Stock Market

ET Intelligence Group: Amid the current volatility in the markets, NTPC could offer a top defensive bet given its better earnings visibility.

Analysts expect the company to deliver a double-digit earnings growth in the next two years. The company’s cheaper valuation and consistent dividend paying record are further seen as contributing factors.

At Thursday’s closing price of Rs 129, the stock was traded at 1.2 times the book value which is on a lower side and offers a dividend yield of 5 per cent. The state-owned NTPC reported 91.4 per cent plant availability factor in the June 2019 quarter — 540 basis points higher than the previous year and the highest in the last eight quarters.

This will make the country’s largest power producer eligible for more incentives from the buyers which will help reduce the extent of under-recoveries. In the previous fiscal, under-recoveries were nearly 7 per cent of the company’s net profit.

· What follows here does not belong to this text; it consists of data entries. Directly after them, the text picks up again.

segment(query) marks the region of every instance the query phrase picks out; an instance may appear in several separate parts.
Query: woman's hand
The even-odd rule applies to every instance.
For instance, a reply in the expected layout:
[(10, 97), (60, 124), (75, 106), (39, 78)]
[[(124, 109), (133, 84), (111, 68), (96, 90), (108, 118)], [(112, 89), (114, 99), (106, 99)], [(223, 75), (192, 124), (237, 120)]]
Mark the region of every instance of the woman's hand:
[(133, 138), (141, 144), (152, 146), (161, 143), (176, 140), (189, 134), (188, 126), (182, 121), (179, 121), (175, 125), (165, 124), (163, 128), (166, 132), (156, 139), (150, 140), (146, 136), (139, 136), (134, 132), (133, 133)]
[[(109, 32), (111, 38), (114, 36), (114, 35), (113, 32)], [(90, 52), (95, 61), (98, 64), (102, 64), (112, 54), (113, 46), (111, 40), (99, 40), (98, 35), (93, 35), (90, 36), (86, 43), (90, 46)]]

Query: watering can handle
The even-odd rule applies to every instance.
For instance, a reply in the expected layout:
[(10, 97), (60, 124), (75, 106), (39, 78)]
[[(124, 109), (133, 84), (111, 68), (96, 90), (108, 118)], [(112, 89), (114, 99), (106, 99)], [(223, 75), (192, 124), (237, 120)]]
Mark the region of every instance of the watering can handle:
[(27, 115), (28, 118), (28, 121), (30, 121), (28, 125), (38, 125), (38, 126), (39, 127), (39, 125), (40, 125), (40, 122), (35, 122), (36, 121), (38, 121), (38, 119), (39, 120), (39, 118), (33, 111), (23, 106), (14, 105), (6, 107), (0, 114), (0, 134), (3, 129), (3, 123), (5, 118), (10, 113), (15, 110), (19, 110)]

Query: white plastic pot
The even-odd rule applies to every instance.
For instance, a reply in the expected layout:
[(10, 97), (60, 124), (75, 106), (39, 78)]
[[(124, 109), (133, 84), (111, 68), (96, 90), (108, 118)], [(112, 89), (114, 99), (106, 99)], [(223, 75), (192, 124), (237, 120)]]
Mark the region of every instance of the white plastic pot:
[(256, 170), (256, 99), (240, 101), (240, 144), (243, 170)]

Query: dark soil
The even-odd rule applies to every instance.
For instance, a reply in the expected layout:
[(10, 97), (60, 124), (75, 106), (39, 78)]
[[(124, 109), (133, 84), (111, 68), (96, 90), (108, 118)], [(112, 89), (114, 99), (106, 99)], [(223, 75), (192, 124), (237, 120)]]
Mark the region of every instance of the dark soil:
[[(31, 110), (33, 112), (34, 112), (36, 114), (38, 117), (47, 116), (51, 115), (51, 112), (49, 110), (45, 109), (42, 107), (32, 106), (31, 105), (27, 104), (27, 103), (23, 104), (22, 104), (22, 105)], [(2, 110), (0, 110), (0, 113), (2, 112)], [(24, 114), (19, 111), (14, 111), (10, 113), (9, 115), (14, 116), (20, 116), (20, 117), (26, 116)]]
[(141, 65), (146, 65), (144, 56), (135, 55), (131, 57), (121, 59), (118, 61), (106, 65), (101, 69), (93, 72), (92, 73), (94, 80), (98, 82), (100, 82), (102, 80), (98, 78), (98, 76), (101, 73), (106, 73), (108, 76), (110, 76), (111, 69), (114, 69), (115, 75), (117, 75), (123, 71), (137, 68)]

The company’s management expects to eliminate under-recoveries this fiscal.

This along with 5 per cent rise in capacity addition may lead to a double-digit earnings growth for the next two years. Plant availability factor (PAF) is the amount of time the plant is available to generate electricity.

It is different from plant load factor (PLF) which represents capacity utilisation of a power plant.

Higher PAF allows NTPC to earn incentives even if the buyers don’t buy more electricity.

NTPC’s PAF has been on the rise, thanks to higher coal availability and better inventory management.

The average coal inventory at NTPC plants is now at comfortable 30 days as compared to 15 days in the past. NTPC is working with Coal India and the Indian Railways to ensure seamless availability of coal.

It gave Rs 5,000 crore advance to the railways in FY19, which led to reduction in transport bottlenecks.

To further improve the logistics it has agreed to pay Rs 10,000 crore in FY20.

It is also working towards increasing coal import and has issued tenders to purchase three million tonnes of coal. In addition, its captive coal mines are ramping up fast.

in FY19, the two coal mines produced 6.8 million tonnes coal, which should accelerate by 80-100 per cent by FY21.